By Danielle Steel. Grade: B
Danielle Steel books are popular among many women for they tell a refreshing story that is mostly about a regular, next-door woman going through a rough patch in her life and how she beats all the odds, picks herself up, dusts herself and moves on. It is a very endearing feeling when you see a book’s lead character fight all odds because you want to be like them. But when an author uses the same plot with slightly different set up and different characters, it gets a little too predictable and that is precisely why I gave up on Danielle Steel books. After a longtime, I picked up this book expecting a change. But I was again disenchanted by this book.
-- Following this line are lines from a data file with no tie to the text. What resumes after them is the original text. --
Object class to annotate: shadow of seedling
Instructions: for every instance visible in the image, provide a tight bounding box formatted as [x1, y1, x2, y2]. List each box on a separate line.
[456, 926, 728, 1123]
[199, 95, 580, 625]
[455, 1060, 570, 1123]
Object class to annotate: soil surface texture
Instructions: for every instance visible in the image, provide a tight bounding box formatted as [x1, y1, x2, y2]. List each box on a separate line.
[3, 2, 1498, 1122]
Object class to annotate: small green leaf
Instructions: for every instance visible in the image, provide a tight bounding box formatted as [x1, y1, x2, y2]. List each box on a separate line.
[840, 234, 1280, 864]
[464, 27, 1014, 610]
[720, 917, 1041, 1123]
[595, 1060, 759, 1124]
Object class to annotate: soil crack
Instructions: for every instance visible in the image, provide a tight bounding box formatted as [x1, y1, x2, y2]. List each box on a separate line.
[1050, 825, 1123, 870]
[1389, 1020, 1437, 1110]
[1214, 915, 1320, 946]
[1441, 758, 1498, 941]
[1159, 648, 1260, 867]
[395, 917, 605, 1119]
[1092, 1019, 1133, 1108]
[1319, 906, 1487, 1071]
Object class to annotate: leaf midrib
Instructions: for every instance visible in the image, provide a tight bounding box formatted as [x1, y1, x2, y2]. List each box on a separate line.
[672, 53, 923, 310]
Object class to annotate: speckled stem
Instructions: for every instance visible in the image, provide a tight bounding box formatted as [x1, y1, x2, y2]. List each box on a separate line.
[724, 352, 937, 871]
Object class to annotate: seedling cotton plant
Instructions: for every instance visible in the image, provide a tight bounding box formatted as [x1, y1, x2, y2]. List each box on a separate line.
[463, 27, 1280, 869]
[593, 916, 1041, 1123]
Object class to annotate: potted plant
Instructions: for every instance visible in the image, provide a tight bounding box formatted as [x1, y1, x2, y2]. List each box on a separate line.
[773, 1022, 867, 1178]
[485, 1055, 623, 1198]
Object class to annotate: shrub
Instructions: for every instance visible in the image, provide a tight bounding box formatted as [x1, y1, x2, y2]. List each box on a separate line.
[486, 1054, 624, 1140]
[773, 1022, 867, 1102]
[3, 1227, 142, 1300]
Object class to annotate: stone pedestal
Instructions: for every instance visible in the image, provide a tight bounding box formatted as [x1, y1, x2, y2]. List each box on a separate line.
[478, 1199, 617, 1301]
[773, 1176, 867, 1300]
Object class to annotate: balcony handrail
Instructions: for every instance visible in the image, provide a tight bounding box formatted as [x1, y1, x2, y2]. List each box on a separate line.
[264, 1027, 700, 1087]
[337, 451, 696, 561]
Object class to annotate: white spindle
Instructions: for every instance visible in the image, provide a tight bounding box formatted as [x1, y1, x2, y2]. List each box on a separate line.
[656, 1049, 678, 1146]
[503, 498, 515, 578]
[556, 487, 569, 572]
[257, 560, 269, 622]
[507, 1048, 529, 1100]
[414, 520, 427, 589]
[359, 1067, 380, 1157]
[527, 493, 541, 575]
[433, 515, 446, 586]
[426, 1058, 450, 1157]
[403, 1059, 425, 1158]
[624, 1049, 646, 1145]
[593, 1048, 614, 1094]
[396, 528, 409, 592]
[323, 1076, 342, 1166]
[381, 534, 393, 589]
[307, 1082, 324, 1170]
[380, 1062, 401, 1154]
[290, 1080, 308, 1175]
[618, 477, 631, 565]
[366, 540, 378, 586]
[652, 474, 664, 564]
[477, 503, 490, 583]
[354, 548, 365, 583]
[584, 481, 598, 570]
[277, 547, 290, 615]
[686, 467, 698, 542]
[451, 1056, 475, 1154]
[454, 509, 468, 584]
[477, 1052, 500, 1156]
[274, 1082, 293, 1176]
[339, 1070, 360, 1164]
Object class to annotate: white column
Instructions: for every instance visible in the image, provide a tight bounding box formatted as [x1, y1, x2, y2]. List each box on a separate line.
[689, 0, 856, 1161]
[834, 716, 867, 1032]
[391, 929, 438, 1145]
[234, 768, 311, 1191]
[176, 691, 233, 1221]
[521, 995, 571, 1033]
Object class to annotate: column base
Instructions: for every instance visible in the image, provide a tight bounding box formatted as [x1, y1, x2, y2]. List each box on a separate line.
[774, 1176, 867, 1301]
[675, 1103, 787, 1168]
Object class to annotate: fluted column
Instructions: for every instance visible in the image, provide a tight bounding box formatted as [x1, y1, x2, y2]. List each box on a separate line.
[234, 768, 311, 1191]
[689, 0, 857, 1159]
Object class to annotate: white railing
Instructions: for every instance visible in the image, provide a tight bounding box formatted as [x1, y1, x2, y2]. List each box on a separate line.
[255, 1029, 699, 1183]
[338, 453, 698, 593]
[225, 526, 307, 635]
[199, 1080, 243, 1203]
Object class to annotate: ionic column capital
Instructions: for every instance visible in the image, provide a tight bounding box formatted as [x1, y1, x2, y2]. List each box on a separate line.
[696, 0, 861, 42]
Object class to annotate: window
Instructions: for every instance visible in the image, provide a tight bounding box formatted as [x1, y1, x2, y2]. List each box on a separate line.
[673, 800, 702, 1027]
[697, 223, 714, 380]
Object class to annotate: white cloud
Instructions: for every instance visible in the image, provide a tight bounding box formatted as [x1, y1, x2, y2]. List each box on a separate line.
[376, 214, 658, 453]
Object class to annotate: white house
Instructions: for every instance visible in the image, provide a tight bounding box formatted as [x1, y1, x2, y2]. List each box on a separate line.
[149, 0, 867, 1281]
Two couples, four decades apart. One believes that if lovers die, they find each other again in another life. Or perhaps they wind up as stars side by side in the sky, together forever. Who knows how it really ends? Danielle Steel breaks new ground in her career as a perennial New York Times bestseller with the poignant story of two parallel destinies, and the kind of love we all hope will be everlasting.
The story revolves around the concept of rebirth and tells the story of two couples, four decades apart. The first half of the book talks about Bill and Jenny, a happy, well-to-do New York couple which decides to have kids. But after a miscarriage, Jenny is asked to slow down from her fast paced fashion career and hence, when her husband gets a chance to move to a small town in Wyoming, they decide to take it knowing that would be best for them. Fast forward 40 years, Lillibet Petersen is a young Amish girl trapped in her dull and tiring Amish life. But she is different from others, for she loves to read and has also written a book. Afraid of her formidable, orthodox father, she secretly sends her manuscript to a New York based publisher, Robert Bellagio, who instantly falls in love with her book. The second half of the book tells the story of how Lillibet braves everything to publish her book.
The author has her trademark narrative style which is an easy and pleasant read. However, compared to the second story, the first one seems much better and more relatable to the period when it occurs.
One thing to be noted here is that using magical realism as a plot device is a double-edged sword that writers need to wield carefully. Even a usually open-minded reader would scoff at the idea of re-birth, and it is the author’s responsibility to, if not convince the reader of this possibility, then at least make them receptive to such an idea. If this does not happen, such twists usually end up being nothing more than a clichéd, hackneyed attempt by a desperate writer to give some weight to an otherwise dull plot. This is where the book failed.
Sometimes, there is a third option available. When the characters are just so vibrant, and the writing just so amazing, the reader is willing to suspend intelligence and accept the said hackneyed idea, and continues reading. However, here her main characters are picture perfect with impeccable qualities. They lack depth and are shown as flawless figurines rather than a normal human beings. Paper-sketches that failed to induce any emotional connection with the reader, leading to a flat, rather monotonous reading experience.
The whole area of rebirth and eternal love came out on similar lines with Om Shanti Om (which has a miserably cheesy story line); filled with dialogues like:
‘She laughed, and it was a sound like bells in the wind’
Compared to many of the better books from this author, this book was a letdown. Perhaps Danielle Steel fans and some romantics might find this worth their time. For others, I’d advise to be cautious. This has very little substance to offer.